Within the core module for the encryption, the above modules were connected together to create the datapath for the encryption. The core module made use of enabled registers and multiplexers to control the data signals to accurately carry out each round. The module took a load signal as input, and when asserted began the encryption with round 0. In round 0, the key was fed into the key expansion module and the plain text was fed into the key compination module with the key. For rounds 1-9, the key was updated and along with the input to the datapath. On round 10, the column transformation module was skipped in the data path. After round 10 was completed, a output done signal was asserted to signal the the encryption was complete.
The MCU was used to give the FPGA a key and plain text to encrypt via SPI and then recieved the encrypted text back via SPI. The MCU then lit up an LED to signify the encryption was done, and lit up one LED to show that this was succesful or another one if unsuccessful. The top level AES module for the FPGA contained the AES core module and a module to carry out the SPI transactions. When the key and plain text were recieved, the SPI module would assert a load signal to the core module to start the encryption. When the FPGA was done with the encryption, the SPI module would send the encrypted text back to the MCU when the done signal was asserted.
Prior to the design being tested in hardware, it was tested in simulation. Test benches were written and ran for each module within the data path. Then test benches were ran on the core and SPI modules to confirm the encryption and SPI transaction worked as expected in simulation. Once these test benches ran successfully, the design was programmed in hardware and used the LEDs to show the resulting success of the encyrption.

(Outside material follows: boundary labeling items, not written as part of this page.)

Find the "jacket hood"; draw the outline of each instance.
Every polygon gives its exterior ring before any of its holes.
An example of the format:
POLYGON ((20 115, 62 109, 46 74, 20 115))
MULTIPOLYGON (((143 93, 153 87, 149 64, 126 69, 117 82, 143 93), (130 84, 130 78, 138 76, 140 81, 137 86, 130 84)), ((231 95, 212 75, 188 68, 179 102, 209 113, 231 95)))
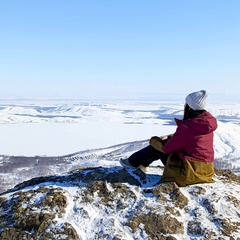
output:
POLYGON ((217 129, 217 120, 209 112, 205 111, 199 116, 186 120, 175 119, 176 124, 185 125, 201 134, 208 134, 217 129))

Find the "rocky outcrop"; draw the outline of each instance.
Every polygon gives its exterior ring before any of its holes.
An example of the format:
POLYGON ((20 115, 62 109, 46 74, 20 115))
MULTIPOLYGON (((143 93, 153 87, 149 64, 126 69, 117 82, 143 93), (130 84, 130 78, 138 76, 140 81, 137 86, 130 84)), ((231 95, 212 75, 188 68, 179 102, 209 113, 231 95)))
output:
POLYGON ((152 179, 115 167, 23 182, 0 196, 0 239, 240 239, 240 177, 216 170, 215 183, 184 188, 152 179))

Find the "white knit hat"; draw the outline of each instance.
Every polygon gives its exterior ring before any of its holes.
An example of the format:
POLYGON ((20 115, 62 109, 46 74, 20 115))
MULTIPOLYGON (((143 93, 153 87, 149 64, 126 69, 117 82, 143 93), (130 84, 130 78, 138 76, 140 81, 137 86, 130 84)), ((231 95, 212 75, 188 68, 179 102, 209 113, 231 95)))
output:
POLYGON ((206 106, 207 92, 205 90, 193 92, 187 95, 186 103, 193 110, 203 110, 206 106))

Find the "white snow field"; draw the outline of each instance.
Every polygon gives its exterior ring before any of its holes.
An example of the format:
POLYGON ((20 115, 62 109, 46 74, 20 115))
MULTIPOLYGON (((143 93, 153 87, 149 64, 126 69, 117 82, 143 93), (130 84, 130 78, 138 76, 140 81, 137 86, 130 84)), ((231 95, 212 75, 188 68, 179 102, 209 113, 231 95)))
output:
MULTIPOLYGON (((184 101, 1 100, 0 155, 62 156, 175 131, 184 101)), ((216 158, 238 159, 240 103, 212 101, 216 158)), ((239 163, 240 164, 240 163, 239 163)))

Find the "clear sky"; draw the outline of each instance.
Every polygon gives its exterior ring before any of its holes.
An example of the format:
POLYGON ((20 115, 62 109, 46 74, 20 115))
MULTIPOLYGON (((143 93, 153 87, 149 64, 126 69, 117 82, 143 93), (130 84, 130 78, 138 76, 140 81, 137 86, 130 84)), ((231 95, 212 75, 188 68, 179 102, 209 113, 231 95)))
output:
POLYGON ((1 97, 239 96, 239 0, 0 0, 1 97))

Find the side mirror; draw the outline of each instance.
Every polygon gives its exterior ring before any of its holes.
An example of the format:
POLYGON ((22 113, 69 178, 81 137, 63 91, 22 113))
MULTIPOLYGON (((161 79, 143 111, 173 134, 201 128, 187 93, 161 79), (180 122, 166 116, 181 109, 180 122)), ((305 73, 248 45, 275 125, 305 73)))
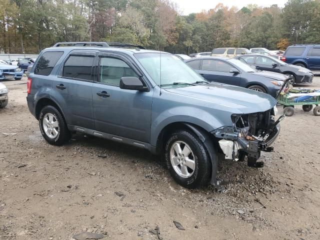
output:
POLYGON ((149 88, 144 86, 141 80, 135 76, 122 76, 120 78, 119 86, 121 89, 149 92, 149 88))
POLYGON ((239 73, 239 71, 236 68, 231 68, 230 70, 230 72, 234 74, 238 74, 239 73))

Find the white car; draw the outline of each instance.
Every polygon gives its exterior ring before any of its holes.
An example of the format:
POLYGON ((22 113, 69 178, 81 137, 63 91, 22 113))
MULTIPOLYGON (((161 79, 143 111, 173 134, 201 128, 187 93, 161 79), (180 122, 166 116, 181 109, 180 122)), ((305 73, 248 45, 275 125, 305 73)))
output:
POLYGON ((8 88, 0 82, 0 108, 3 108, 8 104, 8 88))
POLYGON ((270 52, 270 51, 264 48, 250 48, 250 52, 270 52))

A logic analyzer was used to confirm the correctness of the SPI transactions taking place.
Technical Documentation:
The sourcecode for the project can be found in the Github repository.
Schematic
Figure 1 shows the circuit for the design.
Block Diagrams
Figure 2 shows the block diagram for the AES core implimented on the FPGA. Figure 3 shows the logic for the enable, reset, and select signals in the core module.

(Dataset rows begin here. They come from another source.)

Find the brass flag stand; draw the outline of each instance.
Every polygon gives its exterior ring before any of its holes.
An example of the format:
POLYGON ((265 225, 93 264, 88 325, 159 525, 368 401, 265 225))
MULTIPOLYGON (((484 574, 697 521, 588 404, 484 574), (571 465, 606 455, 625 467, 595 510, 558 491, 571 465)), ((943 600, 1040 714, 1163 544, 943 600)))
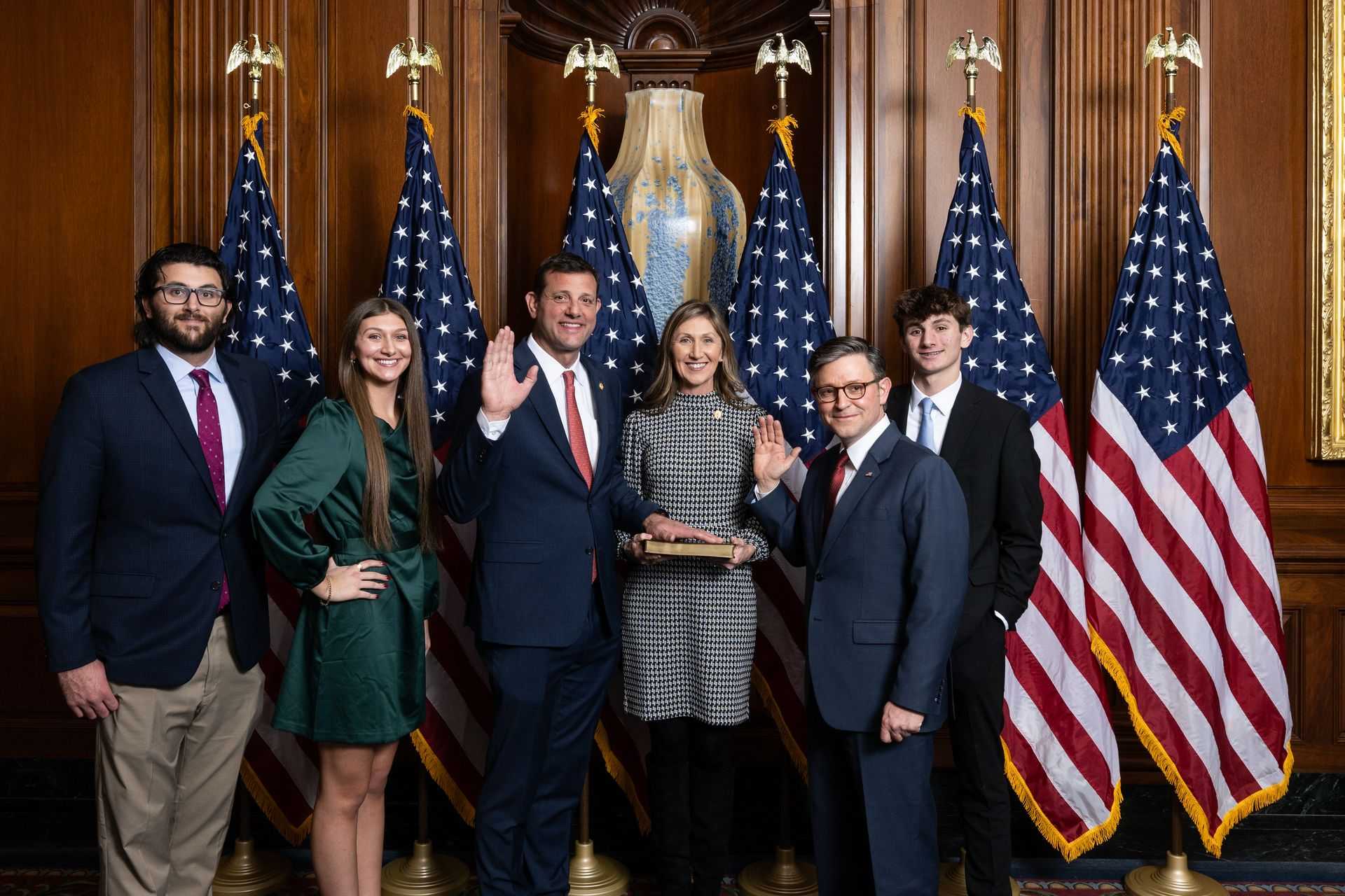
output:
MULTIPOLYGON (((764 67, 775 66, 776 85, 776 118, 771 122, 775 133, 790 148, 790 128, 794 118, 790 117, 790 103, 787 87, 790 83, 790 66, 798 66, 804 74, 812 74, 812 60, 808 59, 808 50, 802 40, 792 44, 784 35, 776 32, 775 38, 768 38, 757 50, 755 73, 764 67)), ((791 153, 792 156, 792 153, 791 153)), ((818 869, 808 862, 800 862, 794 856, 794 838, 790 819, 790 759, 785 756, 780 768, 780 840, 775 848, 775 856, 752 862, 738 872, 738 889, 745 896, 815 896, 818 892, 818 869)))
MULTIPOLYGON (((1154 59, 1163 60, 1163 113, 1171 114, 1177 107, 1177 59, 1188 59, 1196 67, 1202 67, 1200 44, 1189 34, 1181 43, 1171 28, 1165 28, 1167 39, 1158 34, 1145 47, 1145 67, 1154 59)), ((1171 799, 1171 849, 1163 865, 1143 865, 1126 875, 1126 892, 1132 896, 1224 896, 1227 892, 1215 879, 1198 875, 1186 864, 1186 853, 1181 842, 1181 803, 1177 793, 1171 799)))
MULTIPOLYGON (((416 38, 406 38, 387 54, 385 77, 391 78, 402 66, 406 66, 408 103, 420 109, 421 69, 429 66, 444 74, 444 63, 434 47, 426 43, 417 48, 416 38)), ((416 842, 412 844, 410 856, 383 865, 382 892, 383 896, 455 896, 467 889, 471 872, 452 856, 434 853, 434 844, 429 838, 429 772, 418 759, 416 771, 416 842)))
MULTIPOLYGON (((944 63, 944 69, 951 69, 954 62, 962 62, 962 77, 967 79, 967 111, 978 122, 983 124, 981 116, 983 113, 976 109, 976 78, 981 73, 976 69, 978 62, 983 62, 991 66, 995 71, 1003 71, 1003 66, 999 60, 999 44, 993 39, 985 38, 979 44, 976 44, 976 32, 967 28, 966 38, 958 38, 948 47, 948 58, 944 63)), ((1013 896, 1018 896, 1018 881, 1013 877, 1009 879, 1009 888, 1013 896)), ((966 896, 967 895, 967 850, 962 849, 962 861, 958 862, 940 862, 939 864, 939 896, 966 896)))
MULTIPOLYGON (((261 69, 272 66, 281 75, 285 74, 285 59, 270 40, 265 50, 257 35, 253 39, 252 51, 247 50, 247 40, 237 42, 229 50, 229 60, 225 64, 225 74, 246 64, 247 81, 252 86, 249 98, 243 99, 243 116, 256 116, 261 97, 261 69)), ((221 856, 219 866, 215 869, 215 881, 211 889, 219 896, 265 896, 273 893, 289 883, 291 865, 284 856, 276 853, 258 853, 252 837, 252 814, 247 809, 247 789, 239 786, 234 799, 234 809, 238 813, 238 837, 234 840, 234 852, 230 856, 221 856)))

Figure 4 shows the block diagram for the top level AES module implimented on the FPGA.
Results and Discussion
The design was succesful in carrying out encryption according to the AES standard. All modules passed their corresponding test benches in simulation, and the design was able to fit on the FPGA. The FPGA design successfully communicated with the MCU in hardware. Upon a reset to the MCU, which causes it to resend the plain text and key and wait for the cipher text, the light indicating success was lit when the done light was lit. This showed the design worked in hardware.
Example SPI Transaction
Figure 5 shows an example SPI transaction read on the logic analyzer. Figure 6 shows a zoomed in view of this transaction. The decoded bytes on the CIPO line in the picture show the first 5 words of the cipher text being sent out by the FPGA. These words match the expected values for the first five words.
Conclusion
The design on the FPGA successfully carried out encryption according to the AES standard and successfully communicated with the MCU to carry out an encryption. I spent 12 hours on this lab.